APHRICA (ID 20001) -Rainer Bloss & Klaus Schulze in Symbiose mit dem Protagonisten des fantastischen Wiener Realismus Ernst Fuchs, der im pathetischen Rezitativ-Operngesangsstil sich mit metaphysischen Querverbindungen zwischen Erotik und Religion auseinandersetzt. Für das Cover zeichnet sich der Kunstmaler bei diesem multimedialen Experiment natürlich auch verantwortlich. (4)

Manuel Göttsching versucht auf E2-E4 (ID 20004) in mikrotonalen Minimal Art-Verschiebungen Stimmungen beim Dame-Gesellschaftsspiel nachzuzeichnen, die ein harmonisierendes, leichtes Spannungsgefälle aufbaut und viel Spielraum für die Nuancen offenläßt, die die Untertitel der Knapp 55 Minuten Spieldauer suggerieren: von ruhiger Nervosität bis Remis als Bezeichnungen des Spielverlaufs. Das statische Pulsieren von Gitarren und Elektronik wirkt in seinen Zwischentönen wohltuend aufgefächert, nie langweilig, monoton, leer, (4)

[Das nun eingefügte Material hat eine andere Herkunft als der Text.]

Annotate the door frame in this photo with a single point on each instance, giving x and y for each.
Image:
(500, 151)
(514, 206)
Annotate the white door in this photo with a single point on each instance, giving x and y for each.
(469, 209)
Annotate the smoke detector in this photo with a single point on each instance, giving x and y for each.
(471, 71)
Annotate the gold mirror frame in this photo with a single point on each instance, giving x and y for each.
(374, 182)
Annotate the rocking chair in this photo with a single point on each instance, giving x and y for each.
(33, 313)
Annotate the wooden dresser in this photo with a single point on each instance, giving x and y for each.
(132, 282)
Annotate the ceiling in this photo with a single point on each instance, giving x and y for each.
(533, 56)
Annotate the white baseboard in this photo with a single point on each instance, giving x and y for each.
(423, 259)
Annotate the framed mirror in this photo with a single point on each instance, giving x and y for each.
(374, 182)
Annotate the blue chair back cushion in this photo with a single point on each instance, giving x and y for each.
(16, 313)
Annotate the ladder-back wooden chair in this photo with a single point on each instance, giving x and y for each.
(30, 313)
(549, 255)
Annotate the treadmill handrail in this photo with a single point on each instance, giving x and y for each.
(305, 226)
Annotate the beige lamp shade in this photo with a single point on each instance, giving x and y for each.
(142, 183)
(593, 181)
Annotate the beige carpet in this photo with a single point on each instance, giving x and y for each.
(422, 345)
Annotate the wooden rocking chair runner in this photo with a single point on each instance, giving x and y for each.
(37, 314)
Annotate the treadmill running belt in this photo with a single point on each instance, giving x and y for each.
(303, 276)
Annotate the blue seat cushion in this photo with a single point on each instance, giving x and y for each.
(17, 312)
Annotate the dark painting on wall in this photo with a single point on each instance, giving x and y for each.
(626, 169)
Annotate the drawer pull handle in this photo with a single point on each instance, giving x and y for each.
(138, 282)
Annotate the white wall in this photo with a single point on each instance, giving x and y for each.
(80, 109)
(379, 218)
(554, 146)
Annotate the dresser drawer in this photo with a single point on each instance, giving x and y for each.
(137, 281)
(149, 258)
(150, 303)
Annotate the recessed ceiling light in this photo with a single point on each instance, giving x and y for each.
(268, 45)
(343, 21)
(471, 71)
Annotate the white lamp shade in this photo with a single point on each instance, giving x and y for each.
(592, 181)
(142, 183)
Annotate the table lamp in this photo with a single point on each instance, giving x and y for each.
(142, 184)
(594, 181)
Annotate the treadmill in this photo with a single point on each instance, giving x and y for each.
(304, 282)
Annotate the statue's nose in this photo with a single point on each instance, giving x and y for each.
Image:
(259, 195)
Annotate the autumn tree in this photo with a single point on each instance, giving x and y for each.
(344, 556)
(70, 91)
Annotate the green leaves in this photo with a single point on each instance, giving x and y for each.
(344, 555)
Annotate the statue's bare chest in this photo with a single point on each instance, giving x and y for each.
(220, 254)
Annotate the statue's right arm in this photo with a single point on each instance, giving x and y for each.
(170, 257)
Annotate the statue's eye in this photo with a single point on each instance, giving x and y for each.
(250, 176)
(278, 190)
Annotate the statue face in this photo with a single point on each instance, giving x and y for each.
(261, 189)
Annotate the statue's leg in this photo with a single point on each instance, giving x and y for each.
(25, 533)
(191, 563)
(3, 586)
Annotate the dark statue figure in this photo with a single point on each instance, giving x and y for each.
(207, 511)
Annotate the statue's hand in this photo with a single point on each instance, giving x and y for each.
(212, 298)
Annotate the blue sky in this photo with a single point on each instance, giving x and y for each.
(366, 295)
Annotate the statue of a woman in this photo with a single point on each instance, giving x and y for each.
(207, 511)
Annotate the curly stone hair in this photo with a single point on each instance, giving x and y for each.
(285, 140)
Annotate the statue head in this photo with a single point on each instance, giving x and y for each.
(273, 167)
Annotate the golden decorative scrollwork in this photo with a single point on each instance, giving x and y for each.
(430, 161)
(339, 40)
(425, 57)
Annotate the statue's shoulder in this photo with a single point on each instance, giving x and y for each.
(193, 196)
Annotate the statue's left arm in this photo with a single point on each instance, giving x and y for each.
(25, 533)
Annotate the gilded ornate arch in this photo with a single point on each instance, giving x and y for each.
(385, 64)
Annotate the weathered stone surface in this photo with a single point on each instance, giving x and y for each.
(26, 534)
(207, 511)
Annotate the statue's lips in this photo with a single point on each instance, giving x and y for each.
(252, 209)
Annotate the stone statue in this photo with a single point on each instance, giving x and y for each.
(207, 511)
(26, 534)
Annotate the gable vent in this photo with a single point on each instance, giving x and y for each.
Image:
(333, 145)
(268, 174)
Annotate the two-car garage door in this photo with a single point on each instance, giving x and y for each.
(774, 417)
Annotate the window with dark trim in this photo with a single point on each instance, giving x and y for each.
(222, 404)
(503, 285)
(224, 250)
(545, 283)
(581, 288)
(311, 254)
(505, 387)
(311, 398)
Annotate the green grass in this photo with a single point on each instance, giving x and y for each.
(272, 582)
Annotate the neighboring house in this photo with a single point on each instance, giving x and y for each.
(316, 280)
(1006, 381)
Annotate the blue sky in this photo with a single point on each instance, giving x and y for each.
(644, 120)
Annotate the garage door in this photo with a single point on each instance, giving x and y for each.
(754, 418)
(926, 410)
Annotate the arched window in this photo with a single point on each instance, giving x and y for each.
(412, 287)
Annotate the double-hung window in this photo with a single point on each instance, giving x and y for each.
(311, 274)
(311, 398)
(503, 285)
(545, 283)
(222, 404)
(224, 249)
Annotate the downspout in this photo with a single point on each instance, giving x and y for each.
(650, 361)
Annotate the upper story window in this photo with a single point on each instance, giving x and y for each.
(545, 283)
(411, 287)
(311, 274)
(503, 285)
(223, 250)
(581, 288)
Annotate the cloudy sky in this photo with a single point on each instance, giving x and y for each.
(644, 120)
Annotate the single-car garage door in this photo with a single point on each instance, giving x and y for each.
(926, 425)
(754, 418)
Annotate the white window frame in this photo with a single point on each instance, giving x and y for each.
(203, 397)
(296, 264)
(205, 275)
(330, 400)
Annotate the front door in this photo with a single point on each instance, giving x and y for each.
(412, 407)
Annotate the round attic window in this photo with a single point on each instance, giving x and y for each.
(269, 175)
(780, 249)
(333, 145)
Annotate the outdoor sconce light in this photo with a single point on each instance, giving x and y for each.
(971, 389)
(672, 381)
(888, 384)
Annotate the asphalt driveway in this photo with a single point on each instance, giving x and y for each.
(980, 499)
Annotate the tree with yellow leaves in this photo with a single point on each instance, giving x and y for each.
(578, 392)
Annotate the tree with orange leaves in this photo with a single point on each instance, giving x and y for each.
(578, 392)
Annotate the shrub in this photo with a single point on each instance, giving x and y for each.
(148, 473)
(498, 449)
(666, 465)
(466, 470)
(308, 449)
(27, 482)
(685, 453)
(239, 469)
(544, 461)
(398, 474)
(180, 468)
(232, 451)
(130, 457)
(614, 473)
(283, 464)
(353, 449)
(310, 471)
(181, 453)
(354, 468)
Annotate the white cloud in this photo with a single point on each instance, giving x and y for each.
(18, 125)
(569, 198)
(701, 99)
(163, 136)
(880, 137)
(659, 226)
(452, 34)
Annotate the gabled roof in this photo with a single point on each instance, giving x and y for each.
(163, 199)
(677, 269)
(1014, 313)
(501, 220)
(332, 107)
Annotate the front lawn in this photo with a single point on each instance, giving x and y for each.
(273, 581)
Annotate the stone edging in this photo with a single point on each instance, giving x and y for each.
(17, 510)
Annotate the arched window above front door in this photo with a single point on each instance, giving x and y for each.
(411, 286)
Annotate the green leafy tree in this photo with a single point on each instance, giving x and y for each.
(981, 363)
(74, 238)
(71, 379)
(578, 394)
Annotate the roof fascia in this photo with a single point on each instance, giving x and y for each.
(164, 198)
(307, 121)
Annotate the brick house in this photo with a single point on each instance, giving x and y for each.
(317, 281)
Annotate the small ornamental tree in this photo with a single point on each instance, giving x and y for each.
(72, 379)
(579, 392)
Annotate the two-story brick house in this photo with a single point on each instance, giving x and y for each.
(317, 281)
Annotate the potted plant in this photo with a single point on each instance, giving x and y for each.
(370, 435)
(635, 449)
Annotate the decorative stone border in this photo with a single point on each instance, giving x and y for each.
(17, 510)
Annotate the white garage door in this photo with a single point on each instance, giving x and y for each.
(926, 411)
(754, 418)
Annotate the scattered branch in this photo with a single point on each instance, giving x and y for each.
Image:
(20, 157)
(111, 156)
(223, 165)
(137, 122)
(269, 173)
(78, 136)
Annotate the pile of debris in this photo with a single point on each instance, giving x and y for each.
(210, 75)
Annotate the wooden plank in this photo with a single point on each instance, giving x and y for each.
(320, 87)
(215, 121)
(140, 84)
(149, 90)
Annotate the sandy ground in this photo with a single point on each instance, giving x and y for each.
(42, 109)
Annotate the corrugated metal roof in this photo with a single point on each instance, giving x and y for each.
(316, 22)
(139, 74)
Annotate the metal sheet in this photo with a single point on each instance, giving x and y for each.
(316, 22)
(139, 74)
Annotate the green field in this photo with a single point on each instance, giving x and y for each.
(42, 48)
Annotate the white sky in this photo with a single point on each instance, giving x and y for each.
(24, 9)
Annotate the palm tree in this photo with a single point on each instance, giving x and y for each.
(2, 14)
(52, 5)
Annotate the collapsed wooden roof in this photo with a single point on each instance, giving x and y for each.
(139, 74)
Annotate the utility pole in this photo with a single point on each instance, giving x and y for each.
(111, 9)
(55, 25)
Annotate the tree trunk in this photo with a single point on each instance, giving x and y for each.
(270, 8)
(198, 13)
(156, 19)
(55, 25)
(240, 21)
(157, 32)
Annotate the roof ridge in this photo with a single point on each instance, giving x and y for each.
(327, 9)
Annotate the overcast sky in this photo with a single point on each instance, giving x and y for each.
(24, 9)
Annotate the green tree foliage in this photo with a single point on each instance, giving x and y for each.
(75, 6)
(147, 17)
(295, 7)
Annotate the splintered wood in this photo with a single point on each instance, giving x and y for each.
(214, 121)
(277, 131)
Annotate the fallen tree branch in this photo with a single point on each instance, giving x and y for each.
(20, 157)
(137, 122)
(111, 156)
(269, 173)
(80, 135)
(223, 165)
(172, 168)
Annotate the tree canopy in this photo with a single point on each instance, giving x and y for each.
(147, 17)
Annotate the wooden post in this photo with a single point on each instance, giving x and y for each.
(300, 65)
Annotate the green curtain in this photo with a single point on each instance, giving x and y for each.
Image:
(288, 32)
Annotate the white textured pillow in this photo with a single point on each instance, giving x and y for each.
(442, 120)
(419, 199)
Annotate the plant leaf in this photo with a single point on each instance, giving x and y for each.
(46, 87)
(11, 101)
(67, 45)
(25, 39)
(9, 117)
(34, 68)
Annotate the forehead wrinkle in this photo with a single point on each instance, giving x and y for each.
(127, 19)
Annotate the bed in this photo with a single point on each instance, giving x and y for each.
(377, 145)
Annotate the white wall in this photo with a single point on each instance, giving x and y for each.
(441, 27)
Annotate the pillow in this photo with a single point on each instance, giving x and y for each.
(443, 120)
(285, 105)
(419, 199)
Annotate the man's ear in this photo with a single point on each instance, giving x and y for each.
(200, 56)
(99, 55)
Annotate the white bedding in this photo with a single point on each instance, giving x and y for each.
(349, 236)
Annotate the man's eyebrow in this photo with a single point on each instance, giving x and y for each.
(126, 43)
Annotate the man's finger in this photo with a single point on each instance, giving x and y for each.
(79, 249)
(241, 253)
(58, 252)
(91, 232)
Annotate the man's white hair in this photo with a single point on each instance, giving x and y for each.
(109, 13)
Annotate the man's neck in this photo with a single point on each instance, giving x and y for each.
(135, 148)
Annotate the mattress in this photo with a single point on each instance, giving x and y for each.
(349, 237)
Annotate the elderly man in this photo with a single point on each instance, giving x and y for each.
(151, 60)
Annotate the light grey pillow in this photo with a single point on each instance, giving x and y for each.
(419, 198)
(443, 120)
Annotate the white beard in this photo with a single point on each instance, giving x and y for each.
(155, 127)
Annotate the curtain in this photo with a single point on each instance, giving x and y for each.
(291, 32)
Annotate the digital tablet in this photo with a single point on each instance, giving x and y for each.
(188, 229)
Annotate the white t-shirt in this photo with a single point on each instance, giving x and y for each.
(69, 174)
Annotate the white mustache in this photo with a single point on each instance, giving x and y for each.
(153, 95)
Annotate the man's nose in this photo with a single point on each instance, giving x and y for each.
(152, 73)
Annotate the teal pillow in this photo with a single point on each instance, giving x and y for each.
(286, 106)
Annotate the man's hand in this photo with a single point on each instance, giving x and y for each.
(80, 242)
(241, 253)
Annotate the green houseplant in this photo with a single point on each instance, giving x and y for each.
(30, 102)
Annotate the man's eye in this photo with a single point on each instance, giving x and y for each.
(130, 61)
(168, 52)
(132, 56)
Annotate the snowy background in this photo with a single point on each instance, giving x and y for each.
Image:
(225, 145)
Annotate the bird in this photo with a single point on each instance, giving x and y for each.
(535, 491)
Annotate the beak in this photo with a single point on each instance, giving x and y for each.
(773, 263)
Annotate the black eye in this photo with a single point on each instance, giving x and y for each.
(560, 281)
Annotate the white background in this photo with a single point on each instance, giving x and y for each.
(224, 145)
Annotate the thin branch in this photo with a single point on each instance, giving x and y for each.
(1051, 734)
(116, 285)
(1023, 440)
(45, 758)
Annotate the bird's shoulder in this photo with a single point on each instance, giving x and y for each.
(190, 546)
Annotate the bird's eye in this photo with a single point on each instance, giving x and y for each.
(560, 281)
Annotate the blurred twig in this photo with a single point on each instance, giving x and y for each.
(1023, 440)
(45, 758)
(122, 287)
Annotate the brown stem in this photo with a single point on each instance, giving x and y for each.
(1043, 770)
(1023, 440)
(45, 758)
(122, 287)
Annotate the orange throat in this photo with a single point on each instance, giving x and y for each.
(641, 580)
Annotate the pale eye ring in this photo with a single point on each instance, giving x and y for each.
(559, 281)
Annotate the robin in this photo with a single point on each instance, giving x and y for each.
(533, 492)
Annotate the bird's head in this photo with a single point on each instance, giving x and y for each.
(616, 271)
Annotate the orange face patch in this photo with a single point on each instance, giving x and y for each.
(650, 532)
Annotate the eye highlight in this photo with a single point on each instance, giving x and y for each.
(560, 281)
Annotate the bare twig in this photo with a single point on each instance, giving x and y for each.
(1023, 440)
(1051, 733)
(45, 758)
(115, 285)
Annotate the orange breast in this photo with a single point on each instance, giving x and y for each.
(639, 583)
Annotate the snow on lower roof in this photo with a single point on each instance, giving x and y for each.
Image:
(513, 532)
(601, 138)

Konzertante zeitgenössische Gitarrenmusik im Spannungsfeld von jazziger und klassischer Harmonik und Rhythmik: Jan Reimer und ESCAPE FROM A FAIRY TALE (Pläne 88352): Kleinode auf der Ovation mit Eigenkompositionen und Bearbeitungen von Titeln spanischer Meister und der Jazz-Größen Keith Jarret und Miles Davis. Harmonischer Einklang zwischen der klassischen und Jazz-Harmonik bzw. Phrasierung: ein neoklassizistischer Versuch. Von F.-J. Degenhardt ist im Beiblatt zu lesen: „Sicher erreicht Reimer die Geschlossenheit einer Suite einmal dadurch, daß er sämtliche Titel, bis auf das Titelstück, in A (Dur oder Moll) bringt. Es hat aber auch damit zu tun, daß Reimer die verschiedenartigen Farben und Tönungen der verschiedenen Musikrichtungen souverän und spielerisch sowohl verschmalzt wie gegenüberstellt; daß eine Einheitlichkeit entsteht, die weder zukleistert noch das Unterschiedliche beziehungslos gegeneinander stehen läßt.“ (4)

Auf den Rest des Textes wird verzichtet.